Fig 1. Screening the lncRNAs related to DLBCL prognosis and survival.

(A, B) Venn diagram of GSE10846 and GSE31312 datasets. (C) Forest diagram of DLBCL patients with good prognosis and low-risk lncRNAs. (D) Forest diagram of DLBCL patients with poor prognosis and high-risk lncRNAs.

Fig 2. SNHG17 is highly expressed in DLBCL patients’ tumor cells and in B-lymphoma cell lines.

(A) Survival analyses of GSE10846 (n = 420) in DLBCL patients with high and low expression of SNHG17.(B, C) Kaplan–Meier survival analysis. (D, E) Uniform and multivariate expression analyses (all bars correspond to the 95% confidence intervals). (F) Nomogram was used to predict the OS of patients. (G) Expression of SNHG17 in DLBCL patients’ tumor and normal tissues.The sequencing data for normal cells and diffuse large B-cell lymphoma were obtained from UCSC XENA, which we have described in the methods section. (H) qPCR shows the expression of SNHG17 in lymphoma cell lines (Daudi, Ramos, DoHH2, Farage, and Raji) and peripheral blood mononuclear cells (PBMC).*P < 0.05, **P < 0.01, ***P < 0.001.

Fig 3. SNHG17 can promote the growth of DLBCL cells in vitro and in vivo.

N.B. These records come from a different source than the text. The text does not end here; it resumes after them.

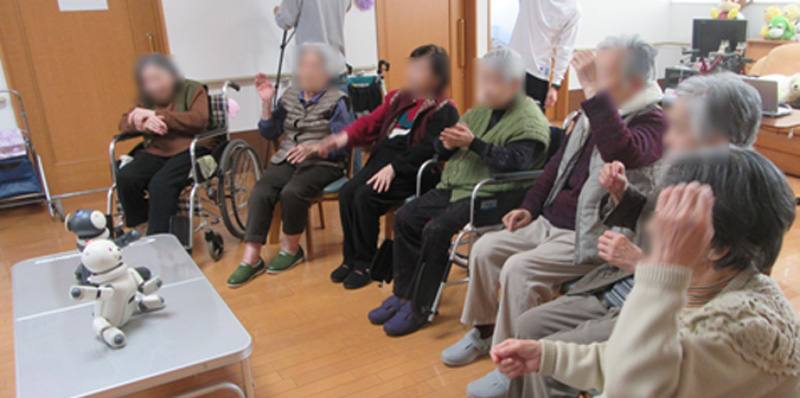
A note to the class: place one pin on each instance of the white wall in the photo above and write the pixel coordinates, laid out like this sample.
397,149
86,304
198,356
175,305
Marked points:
224,39
7,117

(AⅠ-Ⅱ) CCK-8 experiment confirmed the proliferation ability of DoHH2 and Daudi cells, and the concentration of DOX was 0.125 μM. (B) Flow cytometry was used to analyze the apoptosis of DoHH2 and Daudi cells. (C-F) DoHH2 cells transfected with sh-NC or sh-SNHG17 were inoculated into the back of nude mice. The tumor planting diagram (C), picture (D), growth curve (E), and weight (F) are shown. (G) Flow cytometry was used to analyze the apoptosis of transplanted tumor cells. The data are expressed as mean ± SEM* P < 0.05, **P < 0.01, ***P < 0.001. n = 4 mice per group.

Fig 4. SNHG17 knockdown enhanced the sensitivity of DLBCL cells to doxorubicin.

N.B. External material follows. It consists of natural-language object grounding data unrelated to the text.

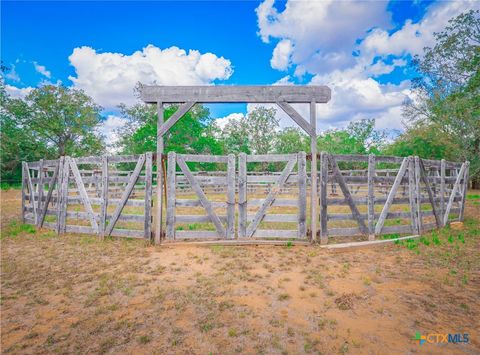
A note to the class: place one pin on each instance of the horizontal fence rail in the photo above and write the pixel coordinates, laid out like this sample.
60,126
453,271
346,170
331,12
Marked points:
245,197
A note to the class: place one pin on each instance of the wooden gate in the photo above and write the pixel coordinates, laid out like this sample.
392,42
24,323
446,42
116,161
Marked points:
249,224
219,220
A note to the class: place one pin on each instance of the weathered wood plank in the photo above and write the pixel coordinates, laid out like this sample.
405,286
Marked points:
323,198
171,183
456,186
181,111
103,197
271,197
296,117
391,196
128,190
83,194
230,229
347,195
222,93
202,197
49,195
423,174
147,226
302,195
242,195
371,197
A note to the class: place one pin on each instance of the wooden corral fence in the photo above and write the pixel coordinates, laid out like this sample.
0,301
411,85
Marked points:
359,195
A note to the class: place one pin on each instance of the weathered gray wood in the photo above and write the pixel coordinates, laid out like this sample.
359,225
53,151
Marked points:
442,189
423,174
195,234
181,111
291,218
347,195
32,193
270,198
41,174
274,233
83,195
259,158
464,192
171,183
295,116
302,195
412,195
230,230
323,197
418,196
371,197
24,186
128,190
103,197
158,162
147,227
242,195
249,94
456,186
391,196
202,197
49,196
313,170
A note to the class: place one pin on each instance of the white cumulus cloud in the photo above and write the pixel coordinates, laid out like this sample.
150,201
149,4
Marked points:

Knockdown of SNHG17 enhanced the sensitivity of lymphoma cells to doxorubicin. *P < 0.05, **P < 0.01, ***P < 0.001.

Fig 5. miR-34a-5p is the direct target of SNHG17; miR-34a-5p inhibitor reverses the inhibitory effect of SNHG17 knockdown on lymphoma cells.

(A) Signal pathways enriched from clinical and cell line lymphoma samples were taken at the Venn diagram intersection. (B) Bar graph of common signal pathways in clinical and cell line samples. (C) Venn diagram of miRNA binding to SNHG17 and EZH2 at the same time. (DⅠ-Ⅱ) Expression of miR-34a-5p and miR-101-3p in lymphoma. (E) Binding sites of miR-34a-5p and SNHG17 were predicted by bioinformatics analysis. (FⅠ-Ⅱ) Double luciferase reporter was used to confirm the binding. (G) Expression of miR-34a-5p decreased in lymphoma cells and was negatively correlated with SNHG17. (HⅠ-Ⅱ) miR-34a-5p inhibitor reversed the effect of SNHG17 knockdown on cell proliferation. (I) miR-34a-5p inhibitor reversed the effect of SNHG17 knockdown on cell apoptosis. *P < 0.05, **P < 0.01, ***P < 0.001.

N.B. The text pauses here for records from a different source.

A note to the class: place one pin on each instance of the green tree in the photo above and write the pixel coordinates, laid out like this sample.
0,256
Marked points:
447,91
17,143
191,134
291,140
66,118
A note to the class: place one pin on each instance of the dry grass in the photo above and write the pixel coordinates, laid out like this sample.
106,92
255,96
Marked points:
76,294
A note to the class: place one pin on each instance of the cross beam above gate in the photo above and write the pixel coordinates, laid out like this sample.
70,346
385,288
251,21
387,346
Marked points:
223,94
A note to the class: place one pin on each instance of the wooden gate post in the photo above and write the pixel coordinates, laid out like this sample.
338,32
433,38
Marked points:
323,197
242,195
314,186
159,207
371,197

Fig 6. miR-34a-5p affects the EZH2 protein pathway.

(A) Binding sites of EZH2 and miR-34a-5p were predicted through bioinformatics analysis. (BⅠ-Ⅱ) Double luciferase reporter experiment confirmed this prediction. (CⅠ-Ⅱ) Expression of EZH2 was increased in lymphoma cells and negatively correlated with miR-34a-5p. (DⅠ-Ⅱ) Overexpression of miR-34a-5p resulted in significant inhibition of the EZH2 signaling pathway. (E, F) miR-34a-5p inhibitor significantly reversed the EZH2 protein inhibition caused by SNHG17 knockdown. *P < 0.05, **P < 0.01, ***P < 0.001.